Да нынче и без Аввакумовых уроков не спится боярыне Морозовой, не лежится, ровно бы кто подтыкает в бока и потчует клюкою; лишь глаза замгнешь, растянясь на клеклой рогознице, кишащей гнусом, и тут под ресницы невем откуда зыбкий огонь сольется, как отражение близкого пожара, да в самое мерклое нутро зачугуневшей от бессонницы головы, и давай там нестерпимо припекать, не позволяя отдыха. И мысли скребутся, как мыши в запечке: де, как жить дале станешь, госпожина Федосья Прокопьевна, ведь бесы подступили к теремным окнам и разлеглись у дверного притвора, дожидаясь минуты. Иль в грешную еретическую церковь вернуться с покаянным поклоном, заради сына презрев страх Божий, иль на своем стоять до смертного конца, как то велит протопоп? Но и последнее – ужасы и страх, как призадумаешься в тишине опочивальни о грядущих страстях. Так и затомит ознобом живот, и потная дрожь кинется вдруг на лядвии и плюсны, и сердце обожмет стылыми обручами, и лоб осыплет мелким склизким пашеном. Подумайте сами, милостивцы: разве не страшно в костер-то взойти? Разве не дерзко?

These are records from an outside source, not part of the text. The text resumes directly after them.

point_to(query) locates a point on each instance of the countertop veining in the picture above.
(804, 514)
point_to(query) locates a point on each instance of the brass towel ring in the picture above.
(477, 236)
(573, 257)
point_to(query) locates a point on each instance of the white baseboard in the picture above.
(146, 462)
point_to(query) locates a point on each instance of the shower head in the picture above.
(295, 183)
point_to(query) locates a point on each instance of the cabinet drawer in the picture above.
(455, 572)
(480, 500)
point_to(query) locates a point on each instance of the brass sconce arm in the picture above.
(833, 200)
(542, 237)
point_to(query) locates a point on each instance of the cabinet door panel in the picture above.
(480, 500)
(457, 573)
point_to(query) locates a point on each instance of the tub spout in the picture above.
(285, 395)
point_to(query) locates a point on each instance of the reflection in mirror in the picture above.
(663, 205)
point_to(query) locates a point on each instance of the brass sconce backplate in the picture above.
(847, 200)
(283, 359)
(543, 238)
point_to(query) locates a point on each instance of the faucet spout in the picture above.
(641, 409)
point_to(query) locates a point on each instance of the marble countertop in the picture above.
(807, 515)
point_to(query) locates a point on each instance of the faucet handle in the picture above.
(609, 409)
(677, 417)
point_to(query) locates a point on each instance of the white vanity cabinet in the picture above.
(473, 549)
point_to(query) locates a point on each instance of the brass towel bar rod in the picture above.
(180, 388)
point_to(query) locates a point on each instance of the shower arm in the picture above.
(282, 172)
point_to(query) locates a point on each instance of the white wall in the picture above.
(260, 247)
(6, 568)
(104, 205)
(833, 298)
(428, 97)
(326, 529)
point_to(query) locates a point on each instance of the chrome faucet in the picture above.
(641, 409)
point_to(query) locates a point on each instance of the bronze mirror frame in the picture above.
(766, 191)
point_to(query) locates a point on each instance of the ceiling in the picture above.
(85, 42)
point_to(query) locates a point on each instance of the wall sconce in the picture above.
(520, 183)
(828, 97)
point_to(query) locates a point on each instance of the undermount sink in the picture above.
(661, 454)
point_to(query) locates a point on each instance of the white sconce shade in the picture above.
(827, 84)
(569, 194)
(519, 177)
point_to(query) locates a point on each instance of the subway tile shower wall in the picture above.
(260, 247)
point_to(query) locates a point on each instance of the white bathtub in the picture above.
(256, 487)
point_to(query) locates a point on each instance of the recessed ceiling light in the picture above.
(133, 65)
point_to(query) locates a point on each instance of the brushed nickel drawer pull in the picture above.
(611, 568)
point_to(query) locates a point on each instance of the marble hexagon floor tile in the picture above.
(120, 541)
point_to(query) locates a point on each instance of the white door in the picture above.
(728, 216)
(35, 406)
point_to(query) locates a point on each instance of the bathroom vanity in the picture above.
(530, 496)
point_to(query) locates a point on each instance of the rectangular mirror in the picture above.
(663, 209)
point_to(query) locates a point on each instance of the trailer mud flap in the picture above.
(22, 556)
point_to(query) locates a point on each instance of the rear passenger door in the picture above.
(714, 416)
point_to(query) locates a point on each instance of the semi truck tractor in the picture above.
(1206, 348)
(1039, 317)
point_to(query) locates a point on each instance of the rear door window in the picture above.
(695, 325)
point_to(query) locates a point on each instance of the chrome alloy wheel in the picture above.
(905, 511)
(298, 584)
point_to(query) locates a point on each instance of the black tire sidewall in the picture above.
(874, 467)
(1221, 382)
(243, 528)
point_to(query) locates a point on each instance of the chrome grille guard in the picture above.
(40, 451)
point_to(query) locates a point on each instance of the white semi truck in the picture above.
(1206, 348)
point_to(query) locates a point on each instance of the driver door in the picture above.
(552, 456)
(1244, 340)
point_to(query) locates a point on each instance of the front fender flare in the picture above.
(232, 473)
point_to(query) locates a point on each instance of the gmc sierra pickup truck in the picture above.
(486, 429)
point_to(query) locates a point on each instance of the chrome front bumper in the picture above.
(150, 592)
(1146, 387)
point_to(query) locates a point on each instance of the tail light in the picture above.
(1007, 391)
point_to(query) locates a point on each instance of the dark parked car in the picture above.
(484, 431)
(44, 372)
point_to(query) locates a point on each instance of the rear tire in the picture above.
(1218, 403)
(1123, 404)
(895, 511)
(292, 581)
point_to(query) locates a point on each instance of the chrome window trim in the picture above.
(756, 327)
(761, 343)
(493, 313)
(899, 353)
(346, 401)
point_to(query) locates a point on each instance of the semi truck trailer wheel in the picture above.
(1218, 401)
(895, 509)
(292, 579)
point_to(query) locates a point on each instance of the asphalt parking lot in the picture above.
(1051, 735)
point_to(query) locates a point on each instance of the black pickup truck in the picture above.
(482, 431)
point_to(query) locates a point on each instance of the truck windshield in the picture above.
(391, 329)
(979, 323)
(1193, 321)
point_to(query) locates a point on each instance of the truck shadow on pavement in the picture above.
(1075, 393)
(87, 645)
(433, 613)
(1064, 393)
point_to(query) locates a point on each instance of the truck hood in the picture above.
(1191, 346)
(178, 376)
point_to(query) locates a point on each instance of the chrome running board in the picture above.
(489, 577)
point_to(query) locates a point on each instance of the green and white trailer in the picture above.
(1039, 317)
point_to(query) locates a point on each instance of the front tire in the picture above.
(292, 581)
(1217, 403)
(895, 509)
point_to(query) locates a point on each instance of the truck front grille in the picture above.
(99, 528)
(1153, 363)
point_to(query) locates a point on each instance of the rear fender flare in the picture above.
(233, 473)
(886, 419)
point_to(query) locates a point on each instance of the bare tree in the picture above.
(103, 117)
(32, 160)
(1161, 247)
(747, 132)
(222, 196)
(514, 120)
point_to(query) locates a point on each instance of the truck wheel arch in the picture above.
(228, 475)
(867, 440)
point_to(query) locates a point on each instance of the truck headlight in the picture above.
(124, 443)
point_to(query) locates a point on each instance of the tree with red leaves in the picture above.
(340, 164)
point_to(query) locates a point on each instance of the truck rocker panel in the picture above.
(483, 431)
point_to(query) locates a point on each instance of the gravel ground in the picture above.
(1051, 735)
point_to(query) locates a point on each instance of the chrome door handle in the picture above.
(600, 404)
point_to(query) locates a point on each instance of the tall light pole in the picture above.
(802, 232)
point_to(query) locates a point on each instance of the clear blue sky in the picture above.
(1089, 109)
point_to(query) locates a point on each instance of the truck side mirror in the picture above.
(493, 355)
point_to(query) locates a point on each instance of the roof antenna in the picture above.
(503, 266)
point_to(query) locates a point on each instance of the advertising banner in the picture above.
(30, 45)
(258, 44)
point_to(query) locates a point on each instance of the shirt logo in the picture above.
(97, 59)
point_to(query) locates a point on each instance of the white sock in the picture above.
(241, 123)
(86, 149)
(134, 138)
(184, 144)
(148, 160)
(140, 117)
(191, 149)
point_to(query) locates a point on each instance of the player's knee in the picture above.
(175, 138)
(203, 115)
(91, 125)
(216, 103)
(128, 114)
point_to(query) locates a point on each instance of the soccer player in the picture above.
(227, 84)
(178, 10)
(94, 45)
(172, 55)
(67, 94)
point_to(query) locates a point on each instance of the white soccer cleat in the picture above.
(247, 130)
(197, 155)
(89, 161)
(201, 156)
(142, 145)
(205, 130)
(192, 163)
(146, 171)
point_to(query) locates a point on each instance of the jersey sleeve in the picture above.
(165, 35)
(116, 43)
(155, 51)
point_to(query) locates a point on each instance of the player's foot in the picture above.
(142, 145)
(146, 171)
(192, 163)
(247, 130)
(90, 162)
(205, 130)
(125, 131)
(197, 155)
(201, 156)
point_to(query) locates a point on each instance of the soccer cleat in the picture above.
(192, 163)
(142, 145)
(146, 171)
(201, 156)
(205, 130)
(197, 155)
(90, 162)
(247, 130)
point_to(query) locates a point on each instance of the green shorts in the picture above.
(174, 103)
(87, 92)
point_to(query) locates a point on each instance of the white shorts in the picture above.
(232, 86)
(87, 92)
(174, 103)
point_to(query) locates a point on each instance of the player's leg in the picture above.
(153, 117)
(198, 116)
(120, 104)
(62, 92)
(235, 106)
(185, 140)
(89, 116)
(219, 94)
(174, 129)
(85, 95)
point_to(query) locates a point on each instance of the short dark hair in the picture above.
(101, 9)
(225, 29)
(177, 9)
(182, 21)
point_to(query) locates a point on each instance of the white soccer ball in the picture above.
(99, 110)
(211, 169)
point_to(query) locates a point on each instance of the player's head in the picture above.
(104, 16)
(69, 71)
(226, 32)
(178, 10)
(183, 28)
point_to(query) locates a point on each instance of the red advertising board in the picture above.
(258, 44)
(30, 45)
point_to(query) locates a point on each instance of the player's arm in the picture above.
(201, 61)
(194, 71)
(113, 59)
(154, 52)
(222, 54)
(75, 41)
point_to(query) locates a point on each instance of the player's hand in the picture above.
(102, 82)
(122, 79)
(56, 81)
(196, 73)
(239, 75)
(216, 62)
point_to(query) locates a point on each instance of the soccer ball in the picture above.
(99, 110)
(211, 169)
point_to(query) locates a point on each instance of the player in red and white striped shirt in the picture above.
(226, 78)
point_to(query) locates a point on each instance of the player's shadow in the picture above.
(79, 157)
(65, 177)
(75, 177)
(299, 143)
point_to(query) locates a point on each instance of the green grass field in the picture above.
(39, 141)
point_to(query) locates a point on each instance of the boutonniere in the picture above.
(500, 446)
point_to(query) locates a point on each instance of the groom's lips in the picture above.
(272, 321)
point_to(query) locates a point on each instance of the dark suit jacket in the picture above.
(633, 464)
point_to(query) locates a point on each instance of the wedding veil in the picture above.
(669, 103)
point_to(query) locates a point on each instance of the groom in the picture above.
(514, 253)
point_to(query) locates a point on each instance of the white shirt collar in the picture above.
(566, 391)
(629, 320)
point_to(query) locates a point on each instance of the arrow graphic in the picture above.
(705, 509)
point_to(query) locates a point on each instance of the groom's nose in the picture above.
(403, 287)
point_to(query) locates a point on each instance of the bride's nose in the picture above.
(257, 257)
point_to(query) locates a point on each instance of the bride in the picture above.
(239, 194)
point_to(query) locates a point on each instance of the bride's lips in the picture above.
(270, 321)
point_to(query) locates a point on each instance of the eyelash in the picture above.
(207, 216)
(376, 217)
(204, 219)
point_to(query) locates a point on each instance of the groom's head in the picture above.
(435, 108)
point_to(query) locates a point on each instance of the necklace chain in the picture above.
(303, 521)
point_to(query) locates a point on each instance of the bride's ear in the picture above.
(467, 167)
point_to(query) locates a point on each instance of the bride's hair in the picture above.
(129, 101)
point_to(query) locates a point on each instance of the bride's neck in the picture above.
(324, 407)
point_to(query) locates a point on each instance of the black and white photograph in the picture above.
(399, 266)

… С ума не соступит, как палили дворецкого Исайю. Срубец собрали из тонкомера на Васильевском спуске невдали от рыбных рядов да обложили дровишки свитками бересты, древесным порохом да сосновой дранью, а после из застенки привели в цепях долговязого Исайю: в одной холщовой исподнице был и в белых же портах. Христовенький отважно держался, но глаза его были пусты и смертно слепы, будто присыпаны пеплом, голова же криво заломлена, как у больной птицы, и тонкий полуподковою рот вяло раскрыт, как черная могильная ямка.
Федосья в первых стояла возле казни, зачем-то жадно ловила взгляд страдальца, вроде бы примеряя участь его на себя, ждала последних слов иль благословения, но мученик был, как стень; он бесплотно вошел внутрь, волоча за собою цепь, и когда подпалили срубец и пламя вспыхнуло с жаркой силой, то бревешки вдруг как бы расступились, разъятые невидимой рукою, просветились насквозь, как вощеная бумага, и любопытной толпе показалось искрученное муками тело Исайи и воющее, исковерканное огнем лицо с вытекающими наружу глазами.